Hardworking and always with a smile on their face. This is how colleagues describe Nepali workers. Sange Sherpa is 36 years old and is a kitchen assistant. He left his wife and three children in the country. For him, Romania means the chance to guarantee his loved ones a better life.

He came to a country with a culture that was completely different from his own, but he got used to it.

Sange Sherpa: “The food is different. I like my food.”

Iosif Stefanescu, master chef: “For me, in ’97, I went through this. I went to Germany for a better life, my little girl was 6 weeks old at the time. I enjoyed this experience, so I taught them a little. I showed them where to live, the means of public transport.”

On his free days, Sanghe visits the city of Bucharest. He doesn’t shop because he sends home almost all the money he earns.

Sanghe has two friends who work at a restaurant in a shopping center. Maesh is 33 years old, married and has two children. He has already learned a few words in Romanian.

“I like sarmale. We make burgers. We have salad, cucumbers, tomatoes. I put bread”, he says”

His brother has the day off and welcomed us to his room where they both live here in Romania.

“This is my bed, this is my brother’s bed. Here is the kitchen”, describes the house”

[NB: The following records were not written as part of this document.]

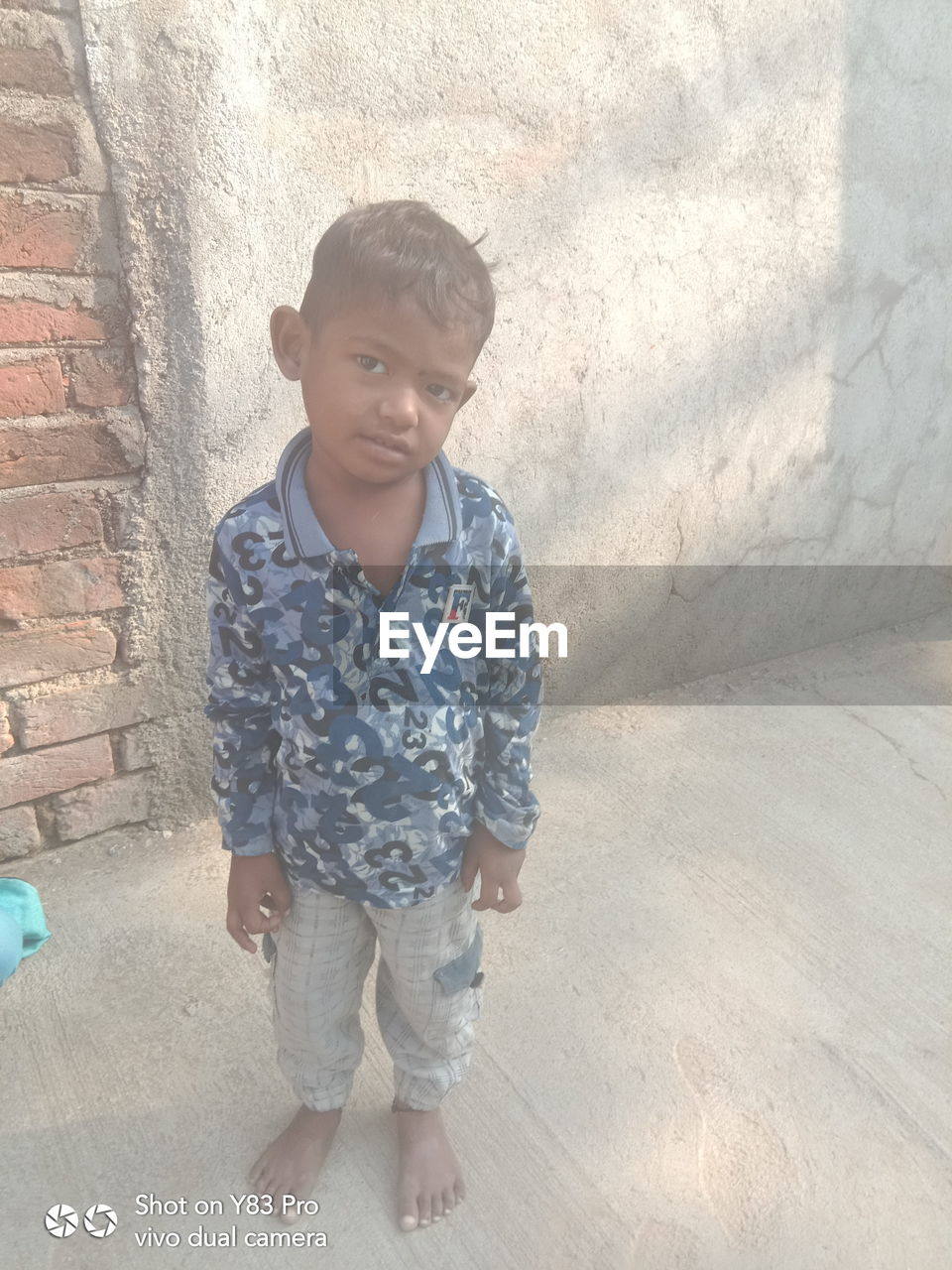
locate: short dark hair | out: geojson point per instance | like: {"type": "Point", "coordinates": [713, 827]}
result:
{"type": "Point", "coordinates": [385, 249]}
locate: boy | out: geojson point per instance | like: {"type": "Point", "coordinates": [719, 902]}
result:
{"type": "Point", "coordinates": [358, 793]}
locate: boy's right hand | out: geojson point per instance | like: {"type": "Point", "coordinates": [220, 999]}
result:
{"type": "Point", "coordinates": [253, 881]}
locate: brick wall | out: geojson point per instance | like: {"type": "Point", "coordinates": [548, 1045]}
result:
{"type": "Point", "coordinates": [71, 457]}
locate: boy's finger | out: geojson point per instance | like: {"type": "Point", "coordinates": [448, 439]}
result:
{"type": "Point", "coordinates": [512, 898]}
{"type": "Point", "coordinates": [467, 874]}
{"type": "Point", "coordinates": [489, 893]}
{"type": "Point", "coordinates": [257, 922]}
{"type": "Point", "coordinates": [236, 931]}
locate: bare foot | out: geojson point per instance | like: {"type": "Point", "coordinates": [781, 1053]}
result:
{"type": "Point", "coordinates": [291, 1165]}
{"type": "Point", "coordinates": [430, 1184]}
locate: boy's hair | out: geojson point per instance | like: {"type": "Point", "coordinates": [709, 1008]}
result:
{"type": "Point", "coordinates": [384, 249]}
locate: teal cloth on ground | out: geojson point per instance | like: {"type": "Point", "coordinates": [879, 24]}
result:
{"type": "Point", "coordinates": [22, 903]}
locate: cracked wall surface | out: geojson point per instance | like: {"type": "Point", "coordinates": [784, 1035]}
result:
{"type": "Point", "coordinates": [716, 398]}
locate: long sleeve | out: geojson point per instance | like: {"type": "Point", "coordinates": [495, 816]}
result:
{"type": "Point", "coordinates": [511, 711]}
{"type": "Point", "coordinates": [243, 697]}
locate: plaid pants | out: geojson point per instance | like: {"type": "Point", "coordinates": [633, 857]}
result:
{"type": "Point", "coordinates": [428, 993]}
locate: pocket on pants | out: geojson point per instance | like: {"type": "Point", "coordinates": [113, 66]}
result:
{"type": "Point", "coordinates": [461, 971]}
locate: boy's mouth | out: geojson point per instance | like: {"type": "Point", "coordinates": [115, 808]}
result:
{"type": "Point", "coordinates": [389, 444]}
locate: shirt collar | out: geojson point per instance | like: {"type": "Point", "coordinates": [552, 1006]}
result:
{"type": "Point", "coordinates": [442, 515]}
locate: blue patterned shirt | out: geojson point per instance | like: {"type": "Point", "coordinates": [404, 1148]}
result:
{"type": "Point", "coordinates": [362, 772]}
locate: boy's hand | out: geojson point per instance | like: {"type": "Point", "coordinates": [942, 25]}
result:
{"type": "Point", "coordinates": [497, 865]}
{"type": "Point", "coordinates": [253, 881]}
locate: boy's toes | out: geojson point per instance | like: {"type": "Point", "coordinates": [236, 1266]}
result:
{"type": "Point", "coordinates": [409, 1210]}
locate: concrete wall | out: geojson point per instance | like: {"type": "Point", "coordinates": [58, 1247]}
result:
{"type": "Point", "coordinates": [722, 329]}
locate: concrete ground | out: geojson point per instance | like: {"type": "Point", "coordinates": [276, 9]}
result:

Three other Nepalis arrived in Romania two days ago. They will cook for a supermarket chain in Bucharest.

“I got married, before coming here, I have family in Nepal. My wife, sister, parents, grandparents. They all live in the same house,” says the man. ”

“It’s better than I expected. She is my wife. We came here together.”, says another Nepali.

The above people earn around 200 dollars per month in Nepal. In Romania, your salary is 3-4 times higher. The state forces employers to offer the average wage in the economy to unskilled workers. Employers are willing to give them, in some cases, higher salaries than Romanians, because in the last two years it has been difficult for them to find serious employees.